Quant à la condition du Lady Melissa, les coéquipiers ont tenu à le maintenir propre et en bon état. La laveuse, la sécheuse et le réfrigérateur, par exemple, sont les appareils originaux. Seul le moteur a été remplacé vers 2005. Les murs des chambres, les douches et les toilettes sont propres. « On prenait soin du bateau comme si c’était à nous, a dit le capitaine. Nous en étions fiers. On le voulait nette et présentable quand il y avait de la visite. Il y avait tout le temps du monde à bord.  Nous sommes tous de Pubnico depuis le commencement, on le considère notre bateau. J’ai été chanceux d’avoir une si bonne équipe. On n’a pas eu grands problèmes et très peu de pannes, peut être durant un total d’une semaine sur les 40 ans », a dit le capitaine d’Eon.


Pourquoi le nom Lady Melissa ? Le capitaine a expliqué que quand Bernadin Comeau, alors propriétaire de Comeau’s Sea Foods, a pris possession du bateau, il avait déjà nommé d’autres bateaux selon les femmes de sa famille. Il a donc demandé au capitaine d’Eon de choisir le nom et ce dernier a choisi celui de sa fille, qui se nomme Melissa. Il y a une plaque dans le bateau avec la photo de la jeune Melissa. Pour nommer un bateau, trois noms doivent être soumis au bureau d’enregistrement à Ottawa qui en choisit un parmi les trois. Pour assurer que le nom de Melissa soit choisi, les deux autres noms soumis étaient le Titanic et le Queen Mary.

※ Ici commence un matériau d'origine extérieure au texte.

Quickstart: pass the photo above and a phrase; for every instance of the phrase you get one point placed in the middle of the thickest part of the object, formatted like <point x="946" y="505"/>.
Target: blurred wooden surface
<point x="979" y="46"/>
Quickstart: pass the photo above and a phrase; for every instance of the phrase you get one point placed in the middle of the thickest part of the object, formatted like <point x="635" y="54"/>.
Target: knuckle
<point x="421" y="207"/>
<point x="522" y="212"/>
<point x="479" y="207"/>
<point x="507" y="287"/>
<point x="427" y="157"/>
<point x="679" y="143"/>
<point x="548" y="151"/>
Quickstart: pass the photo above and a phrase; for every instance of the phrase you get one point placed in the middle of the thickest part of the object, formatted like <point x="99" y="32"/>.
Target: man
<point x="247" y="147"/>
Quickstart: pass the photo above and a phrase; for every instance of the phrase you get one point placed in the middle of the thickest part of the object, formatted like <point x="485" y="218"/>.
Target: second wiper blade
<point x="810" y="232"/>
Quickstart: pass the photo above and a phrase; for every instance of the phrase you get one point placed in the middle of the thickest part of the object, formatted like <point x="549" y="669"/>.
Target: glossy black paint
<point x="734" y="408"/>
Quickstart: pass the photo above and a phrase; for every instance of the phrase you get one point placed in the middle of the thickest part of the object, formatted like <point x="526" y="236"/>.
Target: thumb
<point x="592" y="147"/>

Le nom de Lady Melissa a ainsi été choisi. 


Bernadin avait une affinité avec Glen d’Eon, selon Noël Després, président actuel de Comeau’s Sea Foods. « Le capitaine était le premier de la flotte de hareng. Bernadin a envoyé Glen à Québec chercher le premier bateau de pêche au hareng. Les pêcheurs de Pubnico sont reconnus pour être parmi les meilleurs, estime Noël. Ils sont très fiables. Je suis fier que ça fait un jumelage entre les pêcheurs de Par-en-Haut et de Par-en-Bas. »

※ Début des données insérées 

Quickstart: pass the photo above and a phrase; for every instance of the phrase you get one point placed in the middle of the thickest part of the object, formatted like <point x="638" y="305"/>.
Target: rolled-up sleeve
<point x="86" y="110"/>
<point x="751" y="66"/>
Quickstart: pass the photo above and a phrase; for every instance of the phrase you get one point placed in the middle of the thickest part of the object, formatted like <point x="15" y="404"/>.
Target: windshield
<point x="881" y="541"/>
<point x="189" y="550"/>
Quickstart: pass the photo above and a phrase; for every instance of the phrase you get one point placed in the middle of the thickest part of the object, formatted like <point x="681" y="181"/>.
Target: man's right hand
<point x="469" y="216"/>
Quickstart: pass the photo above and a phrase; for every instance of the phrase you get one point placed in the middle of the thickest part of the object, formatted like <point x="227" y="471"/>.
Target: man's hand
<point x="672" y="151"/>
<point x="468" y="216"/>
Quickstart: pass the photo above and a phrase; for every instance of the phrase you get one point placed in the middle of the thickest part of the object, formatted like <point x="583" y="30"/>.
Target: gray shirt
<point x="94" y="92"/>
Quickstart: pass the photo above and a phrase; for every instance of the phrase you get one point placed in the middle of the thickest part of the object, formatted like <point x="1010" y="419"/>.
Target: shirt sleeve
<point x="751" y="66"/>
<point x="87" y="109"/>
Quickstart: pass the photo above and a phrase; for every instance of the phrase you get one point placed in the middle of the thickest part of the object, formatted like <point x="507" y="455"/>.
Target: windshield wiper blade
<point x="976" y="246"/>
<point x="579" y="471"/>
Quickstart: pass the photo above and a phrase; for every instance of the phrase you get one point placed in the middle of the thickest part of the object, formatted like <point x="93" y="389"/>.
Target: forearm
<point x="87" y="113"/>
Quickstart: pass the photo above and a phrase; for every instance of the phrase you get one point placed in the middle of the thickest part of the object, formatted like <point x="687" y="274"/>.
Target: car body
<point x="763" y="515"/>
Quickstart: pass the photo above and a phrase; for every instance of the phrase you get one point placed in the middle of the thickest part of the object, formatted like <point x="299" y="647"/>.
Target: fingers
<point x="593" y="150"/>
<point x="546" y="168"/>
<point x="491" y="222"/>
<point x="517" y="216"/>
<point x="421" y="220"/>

Billy Saulnier, gérant des ressources du hareng chez Comeau’s Sea Foods, a beaucoup apprécié lui aussi son travail avec Glen d’Eon et son équipage. « Ils étaient les premiers à sortir à la pêche et les derniers à finir la saison. Glen assistait à toutes les rencontres concernant le quota du hareng et était toujours là au besoin au bénéfice de la compagnie. Il continuait d’évaluer le stock et la taille du poisson pour les autorités. Il rapportait toujours en détail l’état du bateau et de l’endroit où il se retrouvait. Il était toujours prêt à aller à différents endroits. C’est le meilleur ambassadeur au sud-ouest de la Nouvelle-Écosse, selon Billy Saulnier. Son équipage établissait l’attitude de la compagnie. » 


Pour leur part, Hubert et Warren n’ont rien à dire de mal du capitaine. « Nous avons été traités comme il faut sur ce bateau par le capitaine et par les dirigeants chez Comeau’s Sea Foods. On nous connaît par nom et on nous fie. Nous avons été traités comme de l’or depuis que nous sommes venus ici », s’entendent-ils pour dire.


Avec la fin de l’ère du capitaine Glen d’Eon, un nouvel équipage du Lady Melissa prendra la relève sous peu. Le nouveau capitaine est Owen d’Entremont et l’ingénieur est Ted Amirault. Le capitaine va bientôt compléter son équipage.